Dot Zanotti Ingels
Year-round garden color can be a somewhat elusive ideal. Marin may not be known for dramatic changes of season, but Marin gardeners know that our outdoor spaces do go through seasonal changes. We tend to be outside as much as possible year-round, so it is good to know that with a little planning, your garden can be welcoming, colorful and productive all year long. Whether you stage your garden show in grand spaces, a modest suburban yard or a collection of containers on a deck or patio, you can always have something to pick or a lovely view out your window between raindrops.
Spring is easy. The days get longer, the sun gets warmer and the whole of Marin seems to be abloom in the fresh color show associated with the season. Nurseries start brimming with plant choices and nurturing them is relatively easy. Spring displays are enhanced by flowering fruit trees, dogwoods and spring bulbs. Even the evergreen hedge plants seem to want to get into the act as they sprout new growth in reds and shades of yellow-green. Will you plant perennials or summer bulbs that will come back year after year? Will you start annuals that you can enjoy for the one season? For me, it is a mix of both.

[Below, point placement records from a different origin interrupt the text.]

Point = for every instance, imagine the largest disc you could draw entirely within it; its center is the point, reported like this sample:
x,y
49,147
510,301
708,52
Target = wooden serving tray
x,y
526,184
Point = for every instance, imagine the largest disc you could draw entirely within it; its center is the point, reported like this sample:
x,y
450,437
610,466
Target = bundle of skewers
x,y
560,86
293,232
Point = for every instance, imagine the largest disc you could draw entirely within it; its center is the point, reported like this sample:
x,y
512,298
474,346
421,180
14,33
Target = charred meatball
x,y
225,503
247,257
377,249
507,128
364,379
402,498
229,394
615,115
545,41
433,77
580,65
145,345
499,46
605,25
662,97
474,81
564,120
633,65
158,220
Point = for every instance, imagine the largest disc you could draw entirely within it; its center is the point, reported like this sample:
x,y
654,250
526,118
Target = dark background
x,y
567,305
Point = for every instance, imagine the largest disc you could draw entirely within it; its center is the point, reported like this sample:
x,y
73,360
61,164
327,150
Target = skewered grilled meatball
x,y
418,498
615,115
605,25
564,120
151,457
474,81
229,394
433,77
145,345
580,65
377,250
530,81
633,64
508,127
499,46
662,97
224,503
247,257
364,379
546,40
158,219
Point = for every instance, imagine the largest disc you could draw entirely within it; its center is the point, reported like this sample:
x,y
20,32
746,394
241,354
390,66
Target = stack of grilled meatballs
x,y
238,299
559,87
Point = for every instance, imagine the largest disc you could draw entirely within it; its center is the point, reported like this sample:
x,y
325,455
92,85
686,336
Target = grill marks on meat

Summer brings with it the fullest and most vibrant range of colors. Fruit trees trade their blossoms for gorgeous fruits. There is a virtual smorgasbord of choices for planting. Will you plant a monochromatic scheme or, like me, welcome any vibrant hue you can find? Alstroemerias, also known as Peruvian lilies, are a spring-into-summer blooming perennial that light up the garden for months. Remember that green is a color, too. Welcome plants that put on a total show in greens such as hostas or plants with variegated leaves. Plants in tones of burgundy or gray can make your color show pop.
Many summer-flowering plants go on blooming through late summer and into autumn, particularly if they are kept deadheaded. If you allow some of your annuals or perennials to go to seed they bring their own beauty in the garden or be picked for the house. The fall berries are gorgeous as are branches of fall leaves. Autumn is also the perfect time to supplement with some fall stars such as chrysanthemums.
There are different approaches you can take to seasonal planting. You can certainly do a garden clean up and then allow it to dwindle to a bare framework as you start planning next year’s display. Or you can devise a plan that incorporates options for late fall or winter color. Few of us want to spend wet, cold days working in the garden. But we may want to spend some time bundled outside in the fresh air or continue to enjoy the view outside our windows.
Plans for winter garden color begins with planning for some shrubs or maybe conifers as permanent features of you space. During the peak growing season your annuals or perennials will integrate with these features and when the season is over they will remain as good bones for your winter garden. The deciduous plantings, such as Japanese maples or figs, are pretty with or without their leaves. Since you generally stick closer to the house during the winter you can plant simply right around the front of borders or pathways. Camellias come in so many beautiful colors and petal styles and make a gorgeous late-winter show. Azaleas fill in colorfully, as well. Primroses, pansies and violas planted in the border or in well-placed pots provide bright winter color in our temperate climate.
Think of your garden as a year-round palette. Paint it liberally with colorful life.